By the time I was nearing the end of college I’d come to know all of the great trout waters of the Rocky mountain west. I begun to head farther afield and for a variety of wilderness seeking reasons ended up moving to Canada, first Alberta then British Columbia. Canoes and kayaks became my preferred mode of wilderness travel in the summer and during the winter cross-country skies provide a canoe like gliding experience across vast expanses of snow-white waters.
One kayak expedition led to an adventure along the coast of British Columbia and when my father died suddenly my inheritance was just enough to buy a small 35 ft sailboat. Thus began my life at sea, living aboard that tiny vessel and calling home in sheltered bays where the anchor held.
Then suddenly years passed and I have become part of something larger with regard to fish. I rarely catch them or even try though perhaps one day I will again. For now my focus has become learning ever more about the lives of fish and the vital role they play on this blue planet and in trying to give back to them what our kind has taken away.
It seems to me fish are the very essence of life and this is a lesson that our children ought to learn. Surely they are the most important connection man has with the water world where we are the aliens. Fish are the go betweens, the animal spirits and “familiars” that bind us to water.
I’m not the first to notice the importance of fish 2000 years ago another man gathered close to himself “fishermen” who he found could help in explaining some important truths about this world.
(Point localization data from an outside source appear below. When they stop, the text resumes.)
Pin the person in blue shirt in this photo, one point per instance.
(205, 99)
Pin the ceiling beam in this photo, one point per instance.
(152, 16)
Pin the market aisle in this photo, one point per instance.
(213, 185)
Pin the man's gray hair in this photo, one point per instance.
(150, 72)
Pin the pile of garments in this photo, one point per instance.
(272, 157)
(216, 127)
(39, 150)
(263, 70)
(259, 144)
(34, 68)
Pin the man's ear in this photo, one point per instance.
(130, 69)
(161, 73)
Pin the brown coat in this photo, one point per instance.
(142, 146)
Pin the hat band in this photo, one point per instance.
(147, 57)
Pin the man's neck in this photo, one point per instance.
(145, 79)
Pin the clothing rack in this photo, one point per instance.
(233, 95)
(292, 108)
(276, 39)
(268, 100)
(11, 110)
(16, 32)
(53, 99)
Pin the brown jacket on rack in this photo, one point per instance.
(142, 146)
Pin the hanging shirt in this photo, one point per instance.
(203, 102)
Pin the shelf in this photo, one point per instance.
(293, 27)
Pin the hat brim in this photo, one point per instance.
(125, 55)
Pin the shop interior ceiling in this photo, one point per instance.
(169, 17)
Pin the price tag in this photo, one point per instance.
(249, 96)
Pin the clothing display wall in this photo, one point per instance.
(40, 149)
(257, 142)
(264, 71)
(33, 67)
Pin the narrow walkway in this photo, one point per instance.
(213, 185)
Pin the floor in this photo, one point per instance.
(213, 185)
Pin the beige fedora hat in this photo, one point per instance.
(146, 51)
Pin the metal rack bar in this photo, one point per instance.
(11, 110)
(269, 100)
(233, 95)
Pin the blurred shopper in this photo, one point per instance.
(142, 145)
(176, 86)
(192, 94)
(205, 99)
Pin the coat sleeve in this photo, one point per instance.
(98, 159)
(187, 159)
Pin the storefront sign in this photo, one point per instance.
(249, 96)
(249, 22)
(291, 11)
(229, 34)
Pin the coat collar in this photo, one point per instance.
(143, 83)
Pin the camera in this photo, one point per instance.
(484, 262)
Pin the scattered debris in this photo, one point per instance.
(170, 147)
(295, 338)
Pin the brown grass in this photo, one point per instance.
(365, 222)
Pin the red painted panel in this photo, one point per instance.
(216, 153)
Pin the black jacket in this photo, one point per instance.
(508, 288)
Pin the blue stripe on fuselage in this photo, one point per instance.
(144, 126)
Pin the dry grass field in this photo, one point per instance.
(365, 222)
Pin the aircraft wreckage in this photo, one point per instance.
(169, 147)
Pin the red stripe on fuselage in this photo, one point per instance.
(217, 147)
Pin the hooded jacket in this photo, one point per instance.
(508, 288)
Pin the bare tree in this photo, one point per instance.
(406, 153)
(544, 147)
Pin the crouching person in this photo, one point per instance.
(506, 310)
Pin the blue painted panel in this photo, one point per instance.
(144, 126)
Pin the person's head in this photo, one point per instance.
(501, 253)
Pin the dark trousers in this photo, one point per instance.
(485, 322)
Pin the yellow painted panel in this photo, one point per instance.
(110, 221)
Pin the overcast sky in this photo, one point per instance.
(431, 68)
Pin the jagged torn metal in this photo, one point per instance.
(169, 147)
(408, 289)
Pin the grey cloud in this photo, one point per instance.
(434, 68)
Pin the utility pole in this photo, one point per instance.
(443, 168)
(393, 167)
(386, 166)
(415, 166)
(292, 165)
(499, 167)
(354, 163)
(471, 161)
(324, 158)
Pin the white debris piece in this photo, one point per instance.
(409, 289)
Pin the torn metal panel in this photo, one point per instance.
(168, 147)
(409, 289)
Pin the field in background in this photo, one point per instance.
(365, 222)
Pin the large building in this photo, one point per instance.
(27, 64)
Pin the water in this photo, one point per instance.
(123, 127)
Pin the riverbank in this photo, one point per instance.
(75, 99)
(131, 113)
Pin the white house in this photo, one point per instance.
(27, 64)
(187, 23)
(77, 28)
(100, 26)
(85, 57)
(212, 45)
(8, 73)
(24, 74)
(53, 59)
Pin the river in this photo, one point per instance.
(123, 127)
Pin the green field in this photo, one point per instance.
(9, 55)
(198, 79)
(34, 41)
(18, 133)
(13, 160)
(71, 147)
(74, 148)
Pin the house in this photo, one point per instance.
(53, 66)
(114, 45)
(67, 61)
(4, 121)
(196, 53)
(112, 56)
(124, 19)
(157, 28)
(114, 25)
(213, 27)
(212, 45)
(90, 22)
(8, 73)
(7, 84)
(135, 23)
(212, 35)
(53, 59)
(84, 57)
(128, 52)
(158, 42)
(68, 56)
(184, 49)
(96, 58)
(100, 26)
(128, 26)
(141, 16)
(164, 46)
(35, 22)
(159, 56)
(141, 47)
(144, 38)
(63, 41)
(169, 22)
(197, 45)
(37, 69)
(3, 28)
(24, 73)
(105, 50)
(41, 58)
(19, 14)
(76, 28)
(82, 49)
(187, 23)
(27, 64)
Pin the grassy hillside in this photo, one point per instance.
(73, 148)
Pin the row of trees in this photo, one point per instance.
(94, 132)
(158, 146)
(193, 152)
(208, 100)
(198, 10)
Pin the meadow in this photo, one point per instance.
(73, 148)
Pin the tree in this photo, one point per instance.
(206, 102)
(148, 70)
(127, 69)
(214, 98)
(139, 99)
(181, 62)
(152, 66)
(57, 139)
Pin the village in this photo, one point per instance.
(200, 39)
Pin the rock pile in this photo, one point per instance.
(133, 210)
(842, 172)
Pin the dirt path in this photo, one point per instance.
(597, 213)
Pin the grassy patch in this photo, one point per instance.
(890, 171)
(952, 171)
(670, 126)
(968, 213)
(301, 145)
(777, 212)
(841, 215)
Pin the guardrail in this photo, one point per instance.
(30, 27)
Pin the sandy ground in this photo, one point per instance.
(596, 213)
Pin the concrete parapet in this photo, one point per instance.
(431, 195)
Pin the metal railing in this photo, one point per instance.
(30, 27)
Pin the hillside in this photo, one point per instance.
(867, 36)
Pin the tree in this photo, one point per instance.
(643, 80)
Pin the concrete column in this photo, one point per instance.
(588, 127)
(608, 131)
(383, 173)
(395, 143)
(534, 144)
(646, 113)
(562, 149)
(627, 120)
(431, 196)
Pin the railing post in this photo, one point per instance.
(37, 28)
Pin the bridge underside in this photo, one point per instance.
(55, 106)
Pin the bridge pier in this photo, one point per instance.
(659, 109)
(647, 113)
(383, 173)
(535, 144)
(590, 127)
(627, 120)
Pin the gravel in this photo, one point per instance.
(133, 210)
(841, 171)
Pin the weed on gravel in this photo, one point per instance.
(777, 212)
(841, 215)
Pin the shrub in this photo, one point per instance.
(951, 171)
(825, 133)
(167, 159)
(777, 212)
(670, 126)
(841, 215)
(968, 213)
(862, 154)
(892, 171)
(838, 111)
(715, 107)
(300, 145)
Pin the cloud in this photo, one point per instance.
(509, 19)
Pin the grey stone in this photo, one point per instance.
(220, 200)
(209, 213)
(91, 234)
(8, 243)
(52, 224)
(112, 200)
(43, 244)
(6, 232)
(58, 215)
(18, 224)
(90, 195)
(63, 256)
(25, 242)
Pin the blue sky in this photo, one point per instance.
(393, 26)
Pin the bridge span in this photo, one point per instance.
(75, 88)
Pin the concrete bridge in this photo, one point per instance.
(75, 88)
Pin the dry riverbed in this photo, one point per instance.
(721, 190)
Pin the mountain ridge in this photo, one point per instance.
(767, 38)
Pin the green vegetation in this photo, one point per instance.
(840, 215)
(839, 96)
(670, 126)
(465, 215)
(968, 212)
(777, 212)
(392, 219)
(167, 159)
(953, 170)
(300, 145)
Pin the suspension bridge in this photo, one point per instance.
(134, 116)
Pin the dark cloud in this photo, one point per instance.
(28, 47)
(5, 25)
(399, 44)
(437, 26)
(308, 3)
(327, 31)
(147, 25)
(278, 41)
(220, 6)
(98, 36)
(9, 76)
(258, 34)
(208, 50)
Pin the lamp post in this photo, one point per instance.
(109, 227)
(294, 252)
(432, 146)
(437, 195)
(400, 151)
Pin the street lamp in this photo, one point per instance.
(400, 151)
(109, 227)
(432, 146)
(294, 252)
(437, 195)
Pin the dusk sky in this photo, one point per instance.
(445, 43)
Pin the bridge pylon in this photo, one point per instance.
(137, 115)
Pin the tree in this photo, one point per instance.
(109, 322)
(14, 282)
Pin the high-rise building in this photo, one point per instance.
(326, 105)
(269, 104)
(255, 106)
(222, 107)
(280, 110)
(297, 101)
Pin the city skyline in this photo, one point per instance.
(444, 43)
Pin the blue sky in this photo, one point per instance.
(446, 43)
In recent decades the fish of this blue planet have been disappearing fast. It has been a terrible mystery that many amongst us sought to explain with the usual answer, the usual suspects, some form of singular sinner (not us) who must be pointed out and chastised for their sins. Alas it is rarely true that such usual and convenient suspects are the source of great problems. More often it is us who is the problem. But learning that it is us doesn’t necessarily solve the problem. We still have to solve the puzzle and in doing so hopefully discover the true answers and solutions. Amazingly it is the fish who make up the key pieces of the puzzle.